We know taxing works to reduce purchases of unhealthy products from many other examples and some concrete country evidence for sugar sweetened beverages. We know we have an unabated epidemic of adult and childhood obesity in many high-income countries and an emerging one in low-income and middle-income countries based on present trajectories. We know our current approaches don’t work. We know obesity is the result of an obesogenic environment maintained by large global food and drink companies with a vested interest to provide ultra-processed, energy-dense, nutrient-poor food as cheaply as possible, and of an increasingly sedentary lifestyle. And we know that obesity prevention and treatment needs urgent, serious, and multifaceted action, beyond just a sugar tax. And yet, even that small and insufficient step is hotly debated and governments are dragging their feet.

One reason, undoubtedly, is the undue influence of the food and drink industry and other lobby groups on governments and policy makers. The reliance on voluntary deals, such as the UK’s Responsibility Deal, which has been quietly shelved, is an anticipated failure. The new 2016 Global Access to Nutrition Index, released on Jan 14, which ranks the 22 largest companies on contributions to tackling obesity and undernutrition, showed that the industry as a whole is moving far too slowly. The new dietary guidelines by the US Department of Agriculture and Health and Human Services, released on Jan 7, were quickly criticised by nutrition experts for not going far enough. Although they mention a Mediterranean-style diet, they still mainly focus on sugar reduction and just cover much old ground (some suspicion of influence by lobby groups exists). The private sector with vested interests will react only if strong and impartial science-based guidance and clear policies leave them no choice.

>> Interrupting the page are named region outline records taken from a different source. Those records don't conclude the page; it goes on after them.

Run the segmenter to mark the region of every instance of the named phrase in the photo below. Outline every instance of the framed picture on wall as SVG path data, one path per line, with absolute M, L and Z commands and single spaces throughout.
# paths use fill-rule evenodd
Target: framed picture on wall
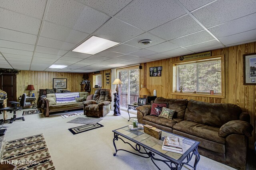
M 66 89 L 67 79 L 53 79 L 53 88 Z

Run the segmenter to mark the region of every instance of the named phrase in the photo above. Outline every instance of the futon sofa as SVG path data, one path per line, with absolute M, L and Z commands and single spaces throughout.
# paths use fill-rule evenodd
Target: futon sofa
M 248 137 L 253 127 L 250 117 L 232 104 L 156 98 L 175 110 L 172 120 L 150 115 L 150 105 L 136 108 L 139 123 L 200 142 L 199 154 L 239 169 L 245 169 Z
M 66 93 L 62 94 L 64 94 L 65 95 L 68 95 L 69 93 Z M 80 97 L 84 97 L 85 99 L 86 99 L 88 95 L 88 92 L 79 92 L 79 93 Z M 62 103 L 57 103 L 56 102 L 56 93 L 47 94 L 46 95 L 46 97 L 44 99 L 45 102 L 44 108 L 44 114 L 46 117 L 49 117 L 50 113 L 82 109 L 84 107 L 83 102 L 84 101 L 80 102 L 68 102 Z M 53 103 L 49 103 L 49 101 L 47 99 L 49 98 L 53 99 Z

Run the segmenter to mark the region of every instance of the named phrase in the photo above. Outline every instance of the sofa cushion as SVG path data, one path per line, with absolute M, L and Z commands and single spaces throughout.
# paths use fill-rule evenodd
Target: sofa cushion
M 219 128 L 188 121 L 174 125 L 174 129 L 220 143 L 224 144 L 225 138 L 219 136 Z
M 242 109 L 233 104 L 210 103 L 190 100 L 184 120 L 220 128 L 231 121 L 239 119 Z
M 168 103 L 168 108 L 175 110 L 173 118 L 183 119 L 188 101 L 187 99 L 165 99 L 162 97 L 158 97 L 156 99 L 154 103 Z
M 149 122 L 153 122 L 153 123 L 171 128 L 172 128 L 172 127 L 176 123 L 182 121 L 182 119 L 174 119 L 171 121 L 165 118 L 150 115 L 144 116 L 143 119 Z

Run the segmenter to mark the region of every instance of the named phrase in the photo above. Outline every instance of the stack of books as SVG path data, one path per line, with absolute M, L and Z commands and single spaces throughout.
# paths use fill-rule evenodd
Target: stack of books
M 133 125 L 128 125 L 130 130 L 136 130 L 144 129 L 144 127 L 142 124 L 138 124 L 138 127 L 133 127 Z
M 180 138 L 165 136 L 163 142 L 162 149 L 183 154 L 182 139 Z

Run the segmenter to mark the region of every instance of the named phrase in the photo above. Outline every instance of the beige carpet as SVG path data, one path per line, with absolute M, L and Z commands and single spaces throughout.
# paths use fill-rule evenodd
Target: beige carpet
M 17 117 L 21 116 L 23 111 L 26 110 L 18 111 Z M 149 159 L 123 151 L 118 151 L 116 156 L 113 156 L 114 149 L 112 130 L 131 124 L 131 122 L 127 121 L 128 118 L 127 113 L 121 111 L 121 113 L 120 116 L 114 116 L 113 115 L 113 111 L 111 111 L 102 118 L 103 120 L 100 121 L 100 124 L 104 127 L 76 135 L 74 135 L 68 129 L 78 126 L 80 124 L 66 123 L 74 119 L 74 117 L 65 119 L 59 116 L 44 117 L 42 114 L 24 116 L 26 119 L 24 121 L 17 121 L 11 124 L 4 124 L 4 126 L 8 127 L 6 133 L 6 141 L 10 141 L 43 134 L 56 170 L 156 169 Z M 66 112 L 64 113 L 66 114 Z M 12 116 L 11 114 L 8 114 L 8 117 Z M 130 115 L 131 117 L 136 116 Z M 80 115 L 77 117 L 85 117 Z M 2 117 L 2 114 L 0 115 L 0 119 Z M 118 148 L 122 147 L 133 151 L 132 149 L 127 144 L 124 144 L 122 141 L 118 141 L 116 144 Z M 168 169 L 164 165 L 161 163 L 159 165 L 161 169 Z M 183 169 L 187 168 L 184 167 Z M 201 156 L 197 169 L 234 169 Z

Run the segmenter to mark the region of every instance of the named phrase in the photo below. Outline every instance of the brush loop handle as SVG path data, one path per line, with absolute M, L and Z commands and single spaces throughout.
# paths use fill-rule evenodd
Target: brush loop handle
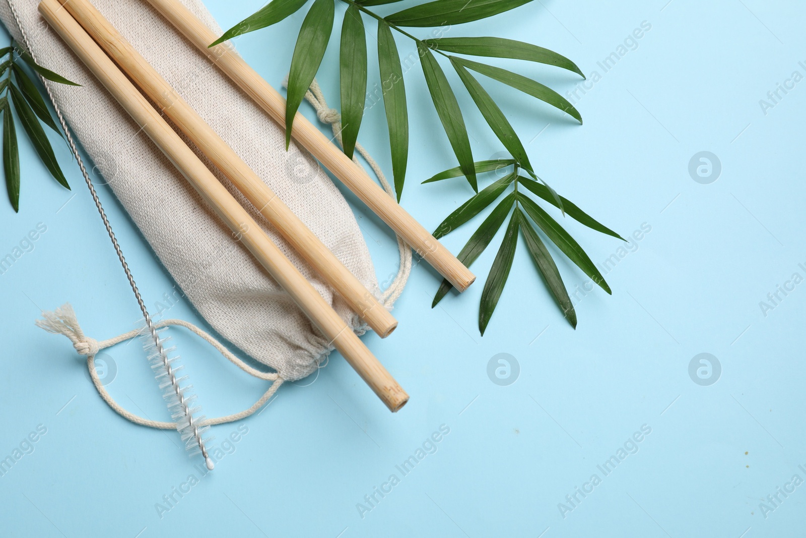
M 242 242 L 289 293 L 328 339 L 329 344 L 341 352 L 384 403 L 392 411 L 405 405 L 409 395 L 402 387 L 126 75 L 70 14 L 62 9 L 59 0 L 43 0 L 39 10 L 87 69 L 232 230 L 235 240 Z

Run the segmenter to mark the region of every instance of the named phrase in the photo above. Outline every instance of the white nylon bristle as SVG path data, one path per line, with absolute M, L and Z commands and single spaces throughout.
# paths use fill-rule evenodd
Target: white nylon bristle
M 193 394 L 193 386 L 187 382 L 188 376 L 177 376 L 184 369 L 184 365 L 178 364 L 178 355 L 170 357 L 177 348 L 165 345 L 171 340 L 170 336 L 160 336 L 166 328 L 157 329 L 155 339 L 152 332 L 145 327 L 140 335 L 143 347 L 148 355 L 154 377 L 163 391 L 162 395 L 171 417 L 177 421 L 177 430 L 182 440 L 185 441 L 185 448 L 190 455 L 199 453 L 203 454 L 207 469 L 212 469 L 213 461 L 205 448 L 205 444 L 212 439 L 205 437 L 210 426 L 199 425 L 205 417 L 201 415 L 201 406 L 196 404 L 197 397 Z

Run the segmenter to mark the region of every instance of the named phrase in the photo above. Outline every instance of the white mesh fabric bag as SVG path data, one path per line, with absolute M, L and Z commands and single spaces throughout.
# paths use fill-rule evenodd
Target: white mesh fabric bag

So, although national obesity strategies are welcome and much needed, they need to be comprehensive by involving all relevant government departments and also covering both prevention and treatment. In addition to the health sector, the education sector is a vital role model, empowering children and adolescents with the relevant knowledge about food and nutrition and the opportunity to do physical activity beyond competitive sport. Transport and urban planning departments need to ensure that cities and environments support easy and preferred access to healthy food and physical activity. Economic, business, and enterprise departments need to be held accountable for the health effects of their policies. Addressing obesity in both children and adults is difficult. Treatment strategies are multifaceted, and begin with the need to recognise overweight and obesity and their consequences, and range from nutritional information and advice to bariatric surgery. Interventions for childhood obesity only work if the whole family is engaged. Any national strategy should have clear guidance on treatment of established overweight and obesity.

Obesity is a form of serious malnutrition. The Scientific Report of the 2015 Dietary Guidelines Advisory Committee notes that the US population has a shortfall of vital nutrients, such as vitamins A, D, E, and C, folate, calcium, magnesium, fibre, potassium, and iron. If two-thirds of a population had serious undernutrition or anorexia nervosa, there would be a recognised national emergency. Obesity needs much more serious attention than countries and global health organisations are currently prepared to give. The goal of sugar reduction by introducing a sugar tax is a small step in the right direction. Nevertheless, it should not distract us from the need for far deeper and broader measures.